Reinforcing César Chávez’s values
César Chávez Day is celebrated every March 31 as a tribute to the late organizer’s efforts on behalf of workers’ rights and fair treatment for all. Luis Muñoz is the 20-year-old Chico State director of University Affairs for MEChA, a multicultural group dedicated to many of Chávez’s ideals.
How should César Chávez Day be celebrated?
It should be a time when people show respect for what Chávez did to gain just wages, working conditions and treatment for everyone. It should also be a time for people to show unity with each other no matter their race, gender or nationality.
How do you view the massive partying of many students dressed in traditional Mexican costumes?
I think it’s disrespectful to what César Chávez Day is really all about.
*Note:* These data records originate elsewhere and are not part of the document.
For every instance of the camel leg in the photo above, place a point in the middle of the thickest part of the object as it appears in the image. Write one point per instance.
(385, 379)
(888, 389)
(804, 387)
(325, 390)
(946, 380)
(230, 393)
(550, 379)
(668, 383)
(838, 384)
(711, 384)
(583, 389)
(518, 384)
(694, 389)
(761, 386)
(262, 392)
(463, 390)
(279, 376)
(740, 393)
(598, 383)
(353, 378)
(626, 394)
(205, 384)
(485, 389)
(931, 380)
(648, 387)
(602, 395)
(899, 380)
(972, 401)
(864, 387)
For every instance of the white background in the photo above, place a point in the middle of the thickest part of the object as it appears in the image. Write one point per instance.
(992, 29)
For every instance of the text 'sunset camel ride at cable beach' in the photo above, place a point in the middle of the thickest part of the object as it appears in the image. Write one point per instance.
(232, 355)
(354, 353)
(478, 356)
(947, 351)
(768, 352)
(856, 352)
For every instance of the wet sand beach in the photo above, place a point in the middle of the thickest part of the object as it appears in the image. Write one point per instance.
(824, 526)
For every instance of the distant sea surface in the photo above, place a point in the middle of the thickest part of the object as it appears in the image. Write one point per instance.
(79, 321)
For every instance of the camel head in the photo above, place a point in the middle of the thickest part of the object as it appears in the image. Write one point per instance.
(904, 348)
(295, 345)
What would be a better way to celebrate?
People can participate in one of MEChA’s events. March for Justice takes place in downtown Chico on March 30, the day before the official Chávez holiday. It commemorates Chávez’s 340-mile California march in support of farm workers’ rights. Our “Teach Outs” are 40 classroom sessions on César Chávez Day where we teach students in grade schools, middle schools and high schools all about Chávez and his impact on today’s society.
A third event is Cats in the Community on Chávez Day from 10 a.m.-1 p.m. put on by Chico State’s [Associated Students]—events where groups of Chico State students give back to the community by performing services like canned-food drives, trash pick-up, yard work, and helping the elderly.
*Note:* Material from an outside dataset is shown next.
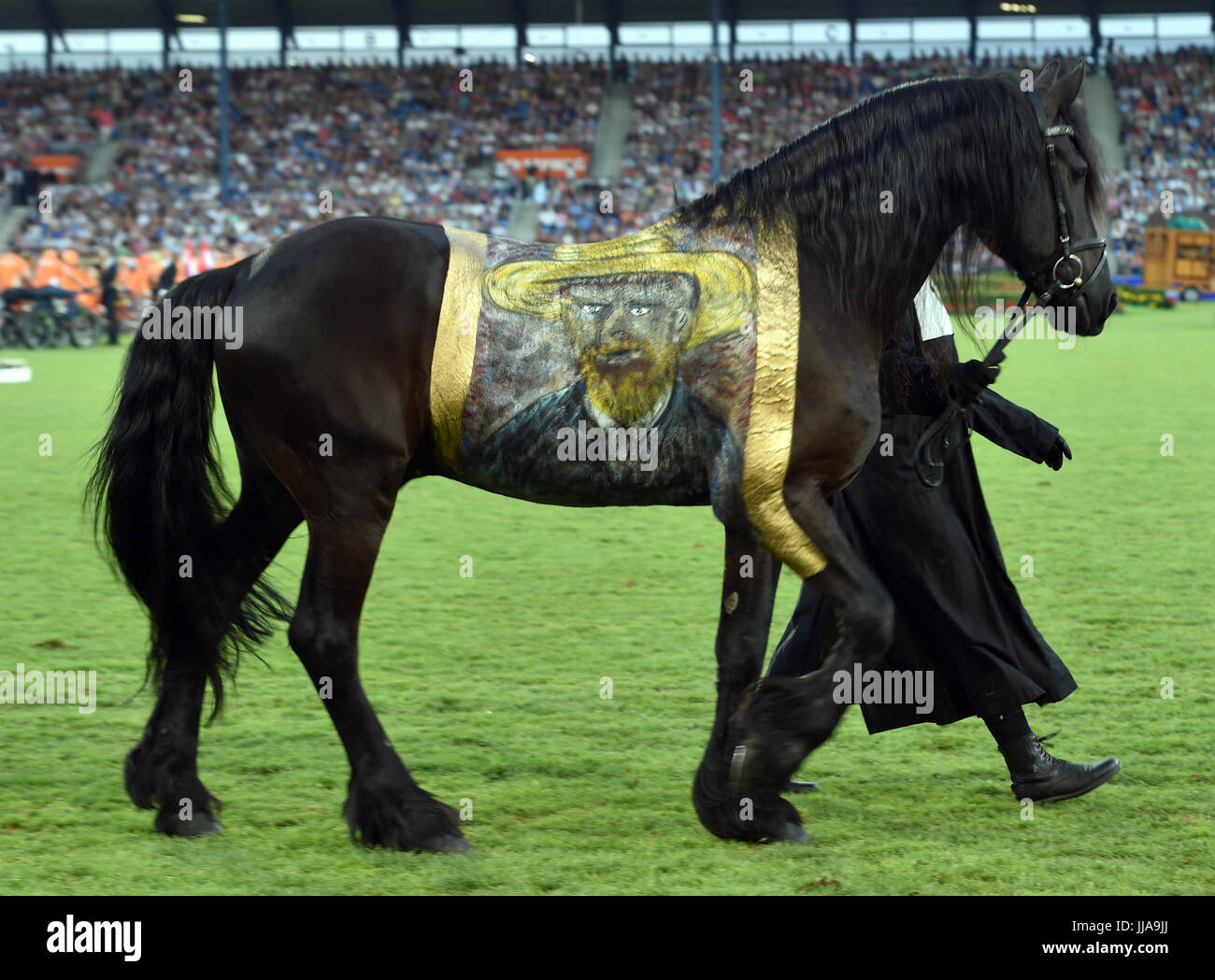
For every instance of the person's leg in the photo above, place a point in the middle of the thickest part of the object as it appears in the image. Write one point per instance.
(1036, 774)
What is MEChA and why did you get involved?
It is a student organization that stands for Movimiento Estudiantil Chicano de Aztlán. I really liked its guiding principles of equal access to higher education, equality for all, promotion of safe sex, and empowerment for the LGBT community.
Can anyone join MEChA?
Absolutely. It started out in 1969 with just Mexican-Americans but has expanded to include Chicanos and Chicanas, which is anyone who embraces the MEChA principles. Even our campus adviser, Susan Green, who is Caucasian, is considered a Chicana.
What do you say to those who accuse MEChA of being racist?
It’s not true. We’ve heard it from many people like the members of the local Tea Party and the Chico State Republicans, because we’re very vocal at demonstrations like the anti-war and anti-budget-cut rallies. Anyone who is suspicious of us is welcome to attend our meetings and events.